Крушение Агатона. Грендель - [47]

Шрифт
Интервал

— Ради людей, как они есть, не стоит строить Государство, — сказал он. — Заурядные умы слишком долго твердили, что все сущее необходимо. Пришло время для новой, более возвышенной веры.

— Ерунда! — взорвался я. — Что ты можешь знать о заурядных умах, да и вообще о человеческом уме, Ликург?

Голова его дернулась, руки впились в подлокотники кресла.

— И мне ведомы человеческие чувства.

— Ерунда!

Он был взбешен, и на сей раз не на шутку. Я ненароком задел его за живое и разбередил ему душу. Желваки у него ходили ходуном, а голос был жуток, как преисподняя.

— Агатон, — прорычал он, — я знал любовь женщины.

— Никогда не поверю, — сказал я. — Она притворялась!

Он встал и двинулся на меня, но Алкандр мгновенно бросился на него и, удерживая своего господина, прокричал мне через плечо:

— Уходи!

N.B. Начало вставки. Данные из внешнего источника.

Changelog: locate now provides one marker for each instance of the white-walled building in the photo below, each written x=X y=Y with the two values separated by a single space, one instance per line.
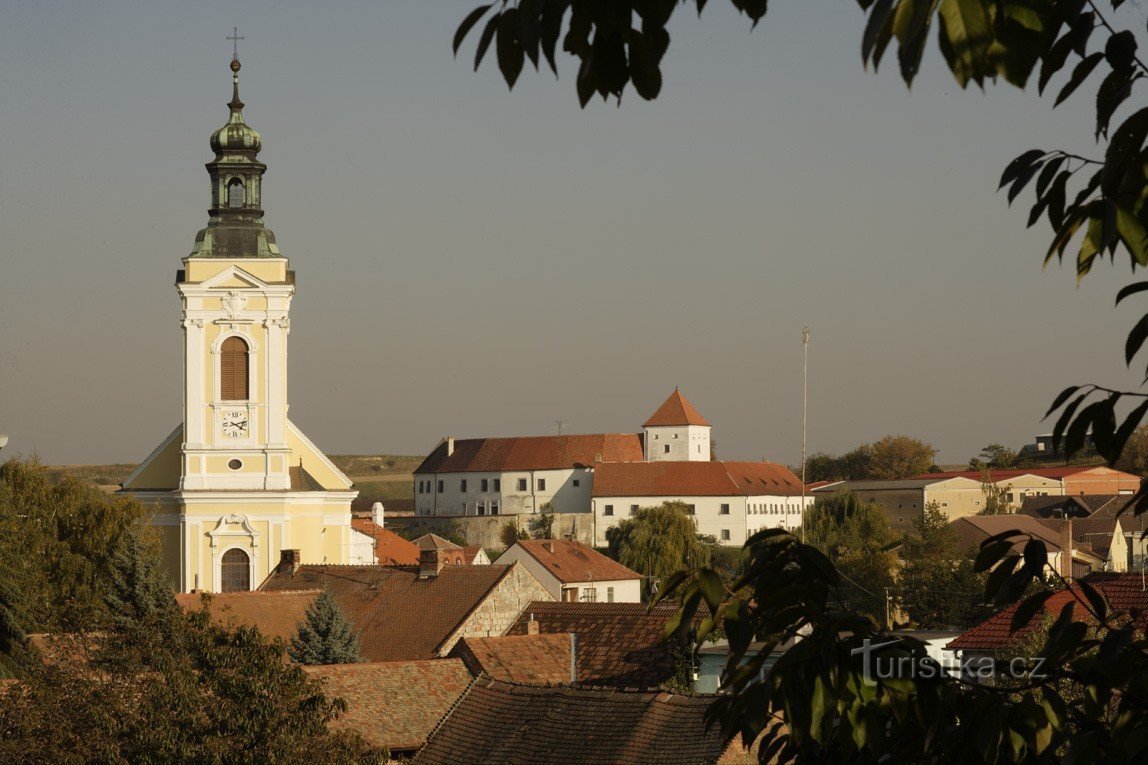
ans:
x=572 y=571
x=729 y=500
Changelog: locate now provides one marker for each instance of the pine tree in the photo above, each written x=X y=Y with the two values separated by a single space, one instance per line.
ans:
x=326 y=636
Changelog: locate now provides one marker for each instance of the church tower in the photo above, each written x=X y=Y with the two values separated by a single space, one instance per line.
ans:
x=237 y=483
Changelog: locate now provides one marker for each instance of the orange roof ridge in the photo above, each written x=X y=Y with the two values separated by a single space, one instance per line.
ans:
x=676 y=410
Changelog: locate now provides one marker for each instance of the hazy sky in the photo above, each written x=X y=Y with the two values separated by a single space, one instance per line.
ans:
x=478 y=262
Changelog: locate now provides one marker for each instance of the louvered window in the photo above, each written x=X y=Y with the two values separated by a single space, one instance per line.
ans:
x=235 y=572
x=233 y=370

Убирайся отсюда! Маньяк!

Я, однако, задержался еще на секунду.

— Царственная жена твоего брата, — со смехом сказал я. — А мы-то, грешные, и не подозревали!

Алкандр отпустил его, желая моей погибели за эти слова. Но Ликург беспомощно осел на пол, сжимая кулаки и стеная, сгорая от ненависти к себе и злости на меня. Алкандр опустился на колени возле него и коснулся его спины. Я вышел. Спустя несколько часов я все еще слышал размеренные шаги Ликурга. Вздернув подбородок, он размашисто вышагивал на негнущихся ногах по комнате, взад и вперед, точно тигр в клетке.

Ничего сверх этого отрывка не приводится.